Detailed component design

 User->>API: User adds new link to shorten it

  API->>DB: Saves new URL wtih new short ID

  DB-->>API: New data inserted

  API-->>User: Response with new shorten URL

  User->>API: User uses shorten URL link

  API->>Redis: API service check for cached data

  Redis-->>API: Redis returns cached data in case it exists

  API->>DB: If data does not exist in Redis, asks from DB

  DB-->>API: Returns fresh data URL link

  API-->>User: Returns response of linked URL with redirection


To avoid collisions on creating unique identifiers, we can lock the table/redis, add retry logic with exponential backoff. Use distributed locking mechanisms. If the ID generator is down, we can allow users to queue requests and process them once the generator is back online. Utilize a CDN to cache popular links at edge locations close to users. When a link is updated or disabled, ensure that the corresponding cache entries are purged or updated immediately. This can be achieved through TTL. TTL ensures that stale data is not served to users. By automatically removing old entries, TTL helps to manage memory usage effectively. Least Frequently Used eviction policy could be tried to use. For very hot IDs, consider using a dynamic caching strategy where you can increase the TTL (Time to Live) for these popular URLs. This means they stay in cache longer during peak traffic times, reducing the need to hit the database. Regularly monitor cache hit rates and eviction rates to adjust your policies as needed. This can help identify patterns in data access and optimize caching strategy. Determine optimal TTL values based on how frequently data changes and how critical it is for users to receive the latest information.

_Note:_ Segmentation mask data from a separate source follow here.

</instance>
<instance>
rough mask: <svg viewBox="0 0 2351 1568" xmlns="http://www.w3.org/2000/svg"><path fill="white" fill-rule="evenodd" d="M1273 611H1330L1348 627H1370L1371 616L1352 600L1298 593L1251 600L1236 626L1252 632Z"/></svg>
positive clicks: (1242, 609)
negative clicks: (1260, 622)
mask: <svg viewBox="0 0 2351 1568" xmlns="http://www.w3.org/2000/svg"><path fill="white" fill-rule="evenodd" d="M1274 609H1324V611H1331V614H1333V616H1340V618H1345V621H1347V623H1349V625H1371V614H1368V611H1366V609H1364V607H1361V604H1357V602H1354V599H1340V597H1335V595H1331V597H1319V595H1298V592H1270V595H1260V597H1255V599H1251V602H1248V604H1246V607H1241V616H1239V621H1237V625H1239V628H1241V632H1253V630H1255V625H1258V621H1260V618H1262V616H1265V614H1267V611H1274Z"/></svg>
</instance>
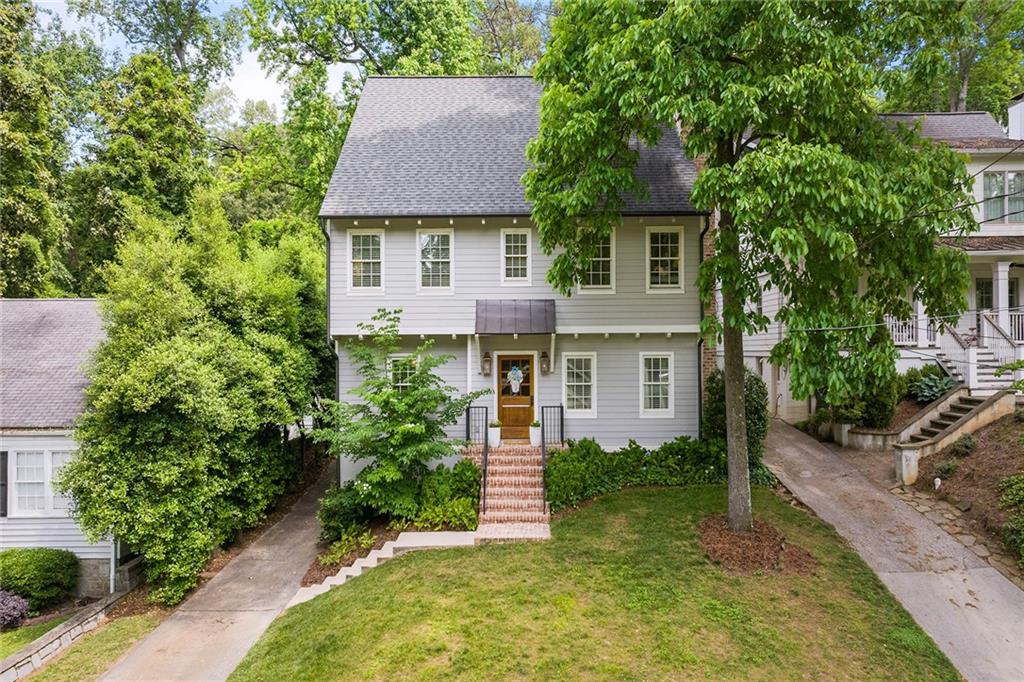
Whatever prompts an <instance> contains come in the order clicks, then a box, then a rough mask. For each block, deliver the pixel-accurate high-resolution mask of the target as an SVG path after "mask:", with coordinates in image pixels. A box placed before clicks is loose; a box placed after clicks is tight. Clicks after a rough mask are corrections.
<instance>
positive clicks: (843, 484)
mask: <svg viewBox="0 0 1024 682" xmlns="http://www.w3.org/2000/svg"><path fill="white" fill-rule="evenodd" d="M765 464H767V465H768V466H769V468H771V470H772V471H773V472H775V474H776V475H777V476H778V477H779V478H780V479H781V480H782V483H783V484H784V485H785V486H786V487H787V488H790V491H791V492H793V494H794V495H796V496H797V498H798V499H800V501H801V502H803V503H804V504H806V505H807V506H808V507H810V508H811V509H813V510H814V511H815V513H817V515H818V516H820V517H821V518H822V519H824V520H825V521H826V522H828V523H830V524H831V525H833V526H834V527H835V528H836V530H837V531H838V532H839V534H840V535H841V536H843V537H844V538H846V540H847V541H848V542H849V543H850V544H851V545H852V546H853V548H854V549H855V550H856V551H857V552H858V553H859V554H860V556H861V557H863V559H864V561H866V562H867V564H868V565H869V566H870V567H871V568H872V569H873V570H874V572H876V573H878V576H879V578H881V579H882V582H883V583H885V585H886V586H887V587H888V588H889V590H890V591H891V592H892V593H893V594H894V595H895V596H896V598H897V599H899V601H900V602H901V603H902V604H903V606H904V608H906V610H907V611H908V612H909V613H910V615H912V616H913V619H914V621H916V622H918V624H919V625H920V626H921V627H922V628H924V629H925V631H926V632H928V634H929V635H931V637H932V639H933V640H935V643H936V644H937V645H938V646H939V648H940V649H942V651H943V652H945V654H946V655H947V656H949V659H950V660H951V662H952V664H953V665H954V666H955V667H956V668H957V669H958V670H959V672H961V673H962V674H963V675H964V676H965V677H966V678H967V679H968V680H971V681H972V682H989V681H999V682H1002V681H1006V682H1019V681H1020V680H1024V592H1022V591H1021V590H1019V589H1017V587H1015V586H1014V585H1013V584H1012V583H1010V581H1008V580H1007V579H1006V578H1004V577H1002V576H1001V574H1000V573H999V572H998V571H996V570H995V569H994V568H992V567H991V566H989V565H987V564H986V563H984V562H983V561H982V560H981V559H979V558H978V557H977V556H975V554H974V553H973V552H971V551H970V550H968V549H967V548H966V547H964V546H963V545H961V544H959V543H958V542H956V541H955V540H954V539H953V538H952V537H951V536H949V534H947V532H946V531H945V530H943V529H942V528H940V527H939V526H938V525H936V524H935V523H933V522H932V521H931V520H929V519H927V518H925V517H924V516H922V515H921V514H919V513H918V512H916V511H914V510H912V509H910V508H909V507H908V506H907V505H906V504H904V503H903V502H902V501H900V500H899V499H897V498H896V497H895V496H894V495H892V494H890V493H889V492H888V491H887V489H885V488H882V487H880V486H878V485H876V484H873V483H871V481H869V480H868V479H867V478H865V477H864V476H863V474H861V473H860V472H859V471H857V470H856V468H854V467H853V466H852V465H851V464H849V463H847V462H846V461H844V460H843V458H841V457H840V456H839V455H837V454H836V453H834V452H831V451H830V450H828V449H827V447H825V446H824V445H822V444H821V443H819V442H818V441H816V440H814V439H813V438H811V437H810V436H808V435H806V434H805V433H803V432H801V431H799V430H797V429H795V428H793V427H792V426H788V425H786V424H783V423H781V422H778V421H775V422H773V423H772V426H771V430H770V431H769V434H768V443H767V452H766V454H765Z"/></svg>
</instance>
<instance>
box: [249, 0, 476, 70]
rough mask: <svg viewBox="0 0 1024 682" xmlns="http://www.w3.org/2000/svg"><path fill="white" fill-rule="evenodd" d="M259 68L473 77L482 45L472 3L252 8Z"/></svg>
mask: <svg viewBox="0 0 1024 682" xmlns="http://www.w3.org/2000/svg"><path fill="white" fill-rule="evenodd" d="M244 14H245V23H246V27H247V29H248V31H249V35H250V38H251V39H252V42H253V45H254V47H255V48H256V50H257V51H258V53H259V58H260V61H261V62H262V63H263V65H264V66H266V67H268V68H270V69H272V70H274V71H275V72H278V73H289V72H291V71H292V70H294V69H296V68H300V67H306V66H311V65H313V63H316V62H319V63H323V65H327V66H330V65H349V66H351V67H352V68H354V69H355V70H356V71H357V72H358V73H359V75H360V76H365V75H367V74H378V75H384V74H417V75H442V74H472V73H475V72H476V71H477V70H478V69H479V65H480V54H481V53H482V45H481V43H480V41H479V40H478V39H477V38H476V37H475V36H474V35H473V31H472V26H471V25H472V5H471V3H470V2H469V0H248V2H247V3H246V7H245V11H244Z"/></svg>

Use load balancers to distribute incoming requests evenly across multiple servers.


We can consider implementing a decentralized ID generation system, such as using a combination of timestamp-based identifiers and machine identifiers. This can help ensure that even if one generator fails, others can continue to produce unique IDs without collisions. For instance, we could use a combination of a timestamp, a machine identifier, and a sequence number to create unique IDs. This method allows multiple instances to generate IDs independently while minimizing the risk of duplication.


Database design

We will use NoSQL database, as we don't need to have structured tables, we just need to have key/value, so we will have one in cache, and one in DB for persistant data save.